Using contact networks, administrative, and linked genomic data to understand tuberculosis transmission in BC

December 4, 2018

Drs. Jennifer Gardy and Matías Salibián-Barrera were awarded funds by the Data Science Institute for their project "Using contact networks, administrative, and linked genomic data to understand tuberculosis transmission in BC." The funds will allow their team to recruit a top-tier posdoctoral fellow to help develop and implement a predictive analytics platform into the TB Services Program at the BC Centre for Disease Control (BCCDC). The project will leverage the wealth of tuberculosis data stored at the BCCDC–these include complete epidemiological, demographic, and clinical data for every individual diagnosed with active TB disease in BC dating back decades;  contact/transmission data; genomics data; and healthcare utilization data. A summary of their project follows below.

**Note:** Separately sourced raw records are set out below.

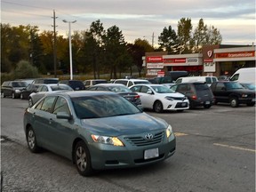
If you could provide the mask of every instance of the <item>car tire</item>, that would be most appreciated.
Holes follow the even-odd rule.
[[[204,108],[210,108],[212,107],[212,105],[204,105]]]
[[[82,140],[76,145],[74,151],[74,162],[79,174],[90,176],[93,172],[92,168],[91,155],[85,143]]]
[[[12,99],[16,99],[16,95],[15,95],[14,92],[12,92]]]
[[[28,148],[32,153],[37,153],[40,151],[40,148],[37,146],[35,131],[31,126],[27,129],[26,139]]]
[[[237,108],[238,107],[238,100],[237,100],[237,98],[236,98],[236,97],[230,98],[229,103],[230,103],[230,106],[232,108]]]
[[[253,107],[254,105],[255,105],[255,102],[247,103],[247,106],[249,106],[249,107]]]
[[[156,111],[156,113],[161,113],[163,112],[163,104],[161,101],[159,100],[156,100],[155,103],[154,103],[154,111]]]
[[[32,98],[28,98],[28,106],[32,107],[33,106],[33,100]]]

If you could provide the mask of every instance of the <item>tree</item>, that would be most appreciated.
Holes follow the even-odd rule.
[[[111,68],[110,78],[112,78],[112,75],[114,78],[117,78],[117,68],[120,69],[126,63],[124,55],[127,54],[126,43],[119,28],[112,26],[108,28],[106,35],[103,36],[103,44],[105,61]]]
[[[178,52],[178,36],[171,26],[168,28],[164,28],[163,29],[163,32],[158,36],[158,44],[160,44],[160,48],[164,49],[169,54]]]
[[[178,40],[180,54],[189,52],[189,40],[191,39],[191,19],[181,18],[178,22]]]

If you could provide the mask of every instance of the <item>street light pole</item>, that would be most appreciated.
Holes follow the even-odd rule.
[[[72,45],[71,45],[71,23],[76,22],[76,20],[67,21],[63,20],[63,22],[68,23],[68,39],[69,39],[69,59],[70,59],[70,80],[73,80],[73,64],[72,64]]]

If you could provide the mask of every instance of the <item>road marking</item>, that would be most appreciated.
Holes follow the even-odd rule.
[[[220,144],[220,143],[213,143],[213,145],[215,145],[215,146],[220,146],[220,147],[224,147],[224,148],[234,148],[234,149],[250,151],[250,152],[253,152],[253,153],[256,152],[255,149],[245,148],[241,148],[241,147],[236,147],[236,146],[224,145],[224,144]]]
[[[174,134],[175,134],[176,137],[180,137],[180,136],[186,136],[186,135],[188,135],[188,134],[183,133],[183,132],[174,132]]]

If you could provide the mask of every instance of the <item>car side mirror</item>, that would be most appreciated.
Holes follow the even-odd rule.
[[[67,112],[58,112],[56,114],[56,117],[59,119],[68,119],[68,120],[72,119],[72,116]]]
[[[153,92],[151,90],[148,90],[147,94],[153,94]]]

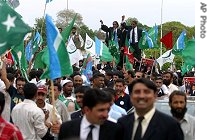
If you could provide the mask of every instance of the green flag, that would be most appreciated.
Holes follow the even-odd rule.
[[[0,55],[12,46],[21,44],[25,35],[31,31],[20,15],[8,4],[0,1]]]
[[[181,67],[182,75],[195,66],[195,39],[188,40],[185,45],[186,47],[182,51],[182,59],[184,61],[184,65]]]
[[[70,24],[61,32],[61,36],[62,36],[64,42],[68,41],[69,35],[71,33],[71,29],[74,26],[76,17],[77,17],[77,14],[75,14],[75,16],[74,16],[73,20],[70,22]]]
[[[128,56],[125,56],[125,69],[126,70],[133,70],[133,65],[128,60]]]
[[[27,81],[29,81],[28,74],[27,74],[28,64],[27,64],[27,60],[25,57],[23,41],[20,45],[13,47],[11,50],[11,53],[14,56],[15,61],[20,68],[22,76],[25,77]]]
[[[54,79],[62,76],[69,76],[73,73],[73,68],[63,38],[54,25],[51,16],[46,15],[45,19],[47,48],[49,52],[48,62],[50,63],[48,69],[41,76],[41,79]]]
[[[33,68],[45,69],[47,65],[49,65],[49,53],[47,47],[45,47],[36,55]]]
[[[158,48],[157,45],[158,27],[155,25],[148,32],[142,31],[142,37],[139,40],[140,49]]]
[[[118,64],[120,62],[120,51],[117,48],[116,42],[114,40],[109,40],[109,52],[114,57],[115,63]]]
[[[101,61],[111,62],[113,60],[113,56],[109,52],[109,48],[103,43],[102,46],[102,55],[100,56]]]

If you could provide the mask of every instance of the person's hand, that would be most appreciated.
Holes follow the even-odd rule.
[[[122,16],[122,21],[124,21],[124,19],[125,19],[125,15]]]
[[[46,109],[43,109],[43,112],[44,112],[44,114],[45,114],[45,120],[47,120],[48,117],[49,117],[49,111],[46,110]]]
[[[101,24],[103,24],[103,21],[102,20],[100,20],[100,22],[101,22]]]
[[[54,134],[58,134],[59,130],[60,130],[61,124],[56,121],[55,123],[52,124],[50,130],[54,133]]]

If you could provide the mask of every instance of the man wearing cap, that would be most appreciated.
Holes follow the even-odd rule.
[[[74,101],[76,99],[72,96],[73,82],[71,80],[62,80],[61,87],[63,92],[59,95],[58,99],[65,103],[69,112],[75,111]]]
[[[37,96],[36,96],[36,104],[39,108],[41,108],[45,114],[45,125],[50,128],[52,124],[59,123],[61,124],[61,116],[58,114],[56,108],[53,110],[53,106],[46,102],[48,90],[45,85],[38,86]],[[54,134],[52,134],[54,135]]]

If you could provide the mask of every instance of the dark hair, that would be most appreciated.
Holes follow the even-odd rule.
[[[111,94],[112,96],[116,96],[116,94],[117,94],[117,91],[116,90],[114,90],[113,88],[111,88],[111,87],[107,87],[107,88],[103,88],[103,91],[105,91],[106,93],[108,93],[108,94]]]
[[[105,73],[107,76],[113,77],[113,72],[111,70],[107,70]]]
[[[157,76],[157,77],[155,77],[155,80],[163,80],[163,77]]]
[[[170,96],[169,96],[169,103],[172,103],[172,98],[173,98],[175,95],[184,96],[184,100],[185,100],[185,102],[187,102],[187,95],[186,95],[184,92],[182,92],[182,91],[180,91],[180,90],[174,90],[174,91],[170,94]]]
[[[37,92],[37,86],[34,83],[26,83],[23,87],[24,96],[26,99],[33,99]]]
[[[36,69],[32,69],[29,72],[29,80],[32,80],[33,78],[36,78]]]
[[[58,91],[62,90],[61,84],[54,82],[54,87],[58,87]]]
[[[135,72],[133,70],[128,70],[127,73],[130,74],[132,78],[135,77]]]
[[[171,72],[171,71],[166,71],[166,72],[163,73],[163,75],[165,75],[165,74],[170,74],[171,78],[174,77],[174,74],[173,74],[173,72]]]
[[[157,92],[157,86],[155,85],[154,82],[152,82],[151,80],[147,79],[147,78],[141,78],[141,79],[135,79],[131,82],[130,85],[128,85],[128,91],[131,94],[133,91],[133,87],[134,85],[141,83],[144,84],[146,87],[148,87],[149,89],[152,89],[154,91],[154,93],[156,94]]]
[[[119,23],[117,21],[113,21],[113,23],[115,23],[117,27],[119,27]]]
[[[97,73],[95,73],[95,74],[93,75],[92,79],[94,80],[94,79],[96,79],[96,78],[98,78],[98,77],[104,77],[104,78],[105,78],[105,76],[104,76],[103,73],[97,72]]]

Tuberculosis (TB) is still a problem in British Columbia, with approximately 250 cases diagnosed each year. In order to meet the WHO’s goal of achieving TB pre-elimination by 2030, TB rates in BC need to decline at a faster rate, and a change in how we manage TB prevention and care in the province is needed. Fortunately, the fact that all TB-related laboratory, epidemiology, clinical, and public health activities are centralized at the BC Centre for Disease Control means that we have unique access to a range of datasets that can be used to understand TB transmission in BC, which can in turn inform public health policy and action. Specifically, we have access to complete epidemiological, demographic, and clinical data for every individual diagnosed with active TB disease in BC between 2005-2014 (approx. 2300 cases). We also have detailed information on the contact network data of these individuals, including person-to-person transmission events confirmed by M. tuberculosis genome sequences for approximately 700 cases diagnosed between 2005-2014, as well as linked administrative data describing these individuals’ interactions with the health care system. For these cases, which we have grouped into clusters ranging from two-person simple transmission pairs up to large, 50+ person outbreaks, we have both transmission networks indicating who likely infected whom and linked healthcare utilization data (e.g. physician visits, hospital admissions and discharges, prescriptions filled, deaths, etc.) This project’s objective is to explore whether i) contact or transmission network properties – either static or over time, ii) clinical/epidemiological/demographic attributes of early cases within a network, and/or iii) genomic data can be used to predict whether a newly diagnosed case is likely to lead to a sustained outbreak. In addition, we are interested in exploring whether patterns of interaction with the healthcare system can be used to infer potentially undiagnosed TB infections.